Both Scite and Consensus search broadly similar open academic indexes, though each claims additional proprietary partnerships (see Scite's partnership list and Consensus's partnership list). Their ranking algorithms differ, so results will vary — trying both is worthwhile.
They also offer different functionality. For instance, Scite's MCP server can search specifically for papers with high numbers of contrasting citations, which Consensus cannot.
One caveat: connecting too many MCP servers that go unused can flood the LLM's context window, potentially degrading response quality. Connect what you will actually use.
How they work in practice
Once connected, LLMs generally recognise when to use academic search tools based on the nature of your query. Ask a research question, and Claude or ChatGPT will typically call the MCP server automatically.
You can also explicitly direct the LLM to use a specific server, either in natural language ("use Scite to search for...") or through the interface controls.

Below is part of the response. You can see ChatGPT deciding to call the Scite MCP server and the request/response in JSON.

In this example, ChatGPT calls the Scite MCP server multiple times before assembling a cited answer. Using MCP servers this way ensures that cited papers are almost always real — though the LLM can still occasionally misrepresent what a paper actually says. This is exactly the same as using scite.ai directly of course.

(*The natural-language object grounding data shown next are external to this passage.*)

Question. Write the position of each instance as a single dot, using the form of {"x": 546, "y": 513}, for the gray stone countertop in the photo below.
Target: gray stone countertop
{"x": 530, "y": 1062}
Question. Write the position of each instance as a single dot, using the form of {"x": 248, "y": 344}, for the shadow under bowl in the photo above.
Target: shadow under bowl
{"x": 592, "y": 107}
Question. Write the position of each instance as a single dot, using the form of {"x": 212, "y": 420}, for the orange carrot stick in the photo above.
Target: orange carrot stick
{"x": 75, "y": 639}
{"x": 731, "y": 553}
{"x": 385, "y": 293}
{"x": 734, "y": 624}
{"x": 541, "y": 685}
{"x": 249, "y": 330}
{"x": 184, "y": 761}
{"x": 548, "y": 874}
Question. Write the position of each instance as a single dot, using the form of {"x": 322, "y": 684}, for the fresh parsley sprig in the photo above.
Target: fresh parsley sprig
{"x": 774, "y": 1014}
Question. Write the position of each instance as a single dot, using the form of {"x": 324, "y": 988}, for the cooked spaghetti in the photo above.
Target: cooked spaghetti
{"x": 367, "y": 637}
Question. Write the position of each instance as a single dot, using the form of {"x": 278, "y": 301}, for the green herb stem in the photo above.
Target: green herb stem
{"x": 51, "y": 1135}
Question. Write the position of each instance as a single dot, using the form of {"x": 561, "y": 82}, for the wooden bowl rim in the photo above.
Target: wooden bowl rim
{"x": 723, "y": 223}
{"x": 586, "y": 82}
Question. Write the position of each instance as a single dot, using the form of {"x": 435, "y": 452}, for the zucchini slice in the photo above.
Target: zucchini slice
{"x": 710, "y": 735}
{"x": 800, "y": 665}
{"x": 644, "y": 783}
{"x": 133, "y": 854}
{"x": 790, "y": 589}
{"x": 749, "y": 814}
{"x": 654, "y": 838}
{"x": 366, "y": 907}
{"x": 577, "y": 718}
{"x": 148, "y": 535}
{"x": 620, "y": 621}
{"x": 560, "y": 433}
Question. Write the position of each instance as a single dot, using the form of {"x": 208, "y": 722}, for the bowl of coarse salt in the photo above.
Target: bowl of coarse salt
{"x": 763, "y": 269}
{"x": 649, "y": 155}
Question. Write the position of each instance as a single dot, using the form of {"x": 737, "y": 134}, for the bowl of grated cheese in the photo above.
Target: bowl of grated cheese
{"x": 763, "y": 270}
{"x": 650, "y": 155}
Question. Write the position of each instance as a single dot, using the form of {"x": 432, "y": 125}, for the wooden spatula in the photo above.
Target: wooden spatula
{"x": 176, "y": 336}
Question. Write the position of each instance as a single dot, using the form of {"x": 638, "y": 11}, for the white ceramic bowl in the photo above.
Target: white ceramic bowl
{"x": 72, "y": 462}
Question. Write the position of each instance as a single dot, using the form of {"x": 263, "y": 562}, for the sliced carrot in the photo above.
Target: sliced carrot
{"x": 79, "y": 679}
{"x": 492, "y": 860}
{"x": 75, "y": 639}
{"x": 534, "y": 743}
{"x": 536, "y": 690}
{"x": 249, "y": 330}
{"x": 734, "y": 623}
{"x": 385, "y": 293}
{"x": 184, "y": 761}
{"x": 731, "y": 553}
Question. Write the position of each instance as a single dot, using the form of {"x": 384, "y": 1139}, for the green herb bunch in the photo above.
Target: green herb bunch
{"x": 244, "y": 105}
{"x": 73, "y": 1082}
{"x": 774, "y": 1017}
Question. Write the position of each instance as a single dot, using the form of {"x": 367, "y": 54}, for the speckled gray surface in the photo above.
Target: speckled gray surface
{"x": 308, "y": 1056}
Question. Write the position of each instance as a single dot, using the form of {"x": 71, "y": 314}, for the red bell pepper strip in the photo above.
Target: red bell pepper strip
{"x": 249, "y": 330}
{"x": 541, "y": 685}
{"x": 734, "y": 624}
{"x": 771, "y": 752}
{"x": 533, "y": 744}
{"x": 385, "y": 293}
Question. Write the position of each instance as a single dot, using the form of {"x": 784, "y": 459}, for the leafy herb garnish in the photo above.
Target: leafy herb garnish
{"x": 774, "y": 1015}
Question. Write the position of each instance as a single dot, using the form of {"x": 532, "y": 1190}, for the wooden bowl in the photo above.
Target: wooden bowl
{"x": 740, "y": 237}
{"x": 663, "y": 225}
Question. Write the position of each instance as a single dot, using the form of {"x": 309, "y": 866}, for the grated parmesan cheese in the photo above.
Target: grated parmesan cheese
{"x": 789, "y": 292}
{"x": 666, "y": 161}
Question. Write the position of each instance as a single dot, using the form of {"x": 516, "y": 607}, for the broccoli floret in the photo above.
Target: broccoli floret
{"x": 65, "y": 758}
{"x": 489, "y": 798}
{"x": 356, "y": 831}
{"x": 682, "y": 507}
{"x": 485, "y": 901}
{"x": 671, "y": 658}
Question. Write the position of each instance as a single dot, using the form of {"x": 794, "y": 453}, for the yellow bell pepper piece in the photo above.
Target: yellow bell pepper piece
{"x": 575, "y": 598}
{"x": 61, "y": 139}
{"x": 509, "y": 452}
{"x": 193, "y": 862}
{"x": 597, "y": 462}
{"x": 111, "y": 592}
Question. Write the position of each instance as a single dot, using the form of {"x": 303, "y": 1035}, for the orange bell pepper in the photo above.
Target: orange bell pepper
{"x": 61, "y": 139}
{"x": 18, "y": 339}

Here is the equivalent using Consensus in Claude.ai:

Other academic MCP servers
Beyond Scite and Consensus, options are currently limited. Some, like Wiley's AI Gateway, are not free. At the time of writing, perhaps the only other free academic MCP server that you might be interested in listed in Claude's connectors is PubMed.
We are currently assessing which academic MCP servers to pay for and/or deploy (e.g. a Primo MCP server that connects to our library catalogue so your LLM of choice can check if we subscribe to a certain textbook or journal seems to be useful) — do let us know if you have thoughts on the subject.
For advanced users, it is possible to run local MCP servers for custom connections. Last month's Research Radar covered connecting Claude Code to Obsidian, and I have done the same with Zotero.
Similarly, I have connected to other free open sources like OpenAlex and Semantic Scholar by running local MCP servers using code downloaded from GitHub.
However, local MCP setups carry significantly higher security risk and require technical confidence — you run unverified code locally on your machine and connect it via Claude Code (not via the web-based ChatGPT or Claude.ai interfaces).
Some researchers have gone further creating their own MCP servers (asking Claude to code it!) by using APIs or scraping web sites, creating very rich agentic flows. We may cover this in future pieces.
Going further: Claude Skills
While Claude is capable of reasoning out which tools to use, you can also define explicit workflows using Claude Skills — markdown instruction files that act as reusable prompts. For example, you could define a "literature review" skill that specifies which sources to search for particular subject areas, what output format to use, and how to handle edge cases.
Consensus has published a tutorial covering three example skills using Consensus MCP:
- Recommended Reading List — upload a course outline and Claude runs parallel Consensus searches to find recent papers for updating your reading list
- Literature Review Helper — a structured workflow for scoping out a research area with a specified report format
- Grant Searcher (NIH) — turns a research idea into a grant-ready plan by assessing fit with the literature and matching to relevant NIH funding (requires paid Claude account with Claude Code desktop)
The bottom line
Connecting LLMs to academic search tools via MCP is still early and experimental, but the direction is clear: AI models that can autonomously search, cross-reference, and synthesise across multiple academic sources on your behalf. If you want to try it now, Scite and Consensus MCP servers are available through your SMU subscriptions and take minutes to set up.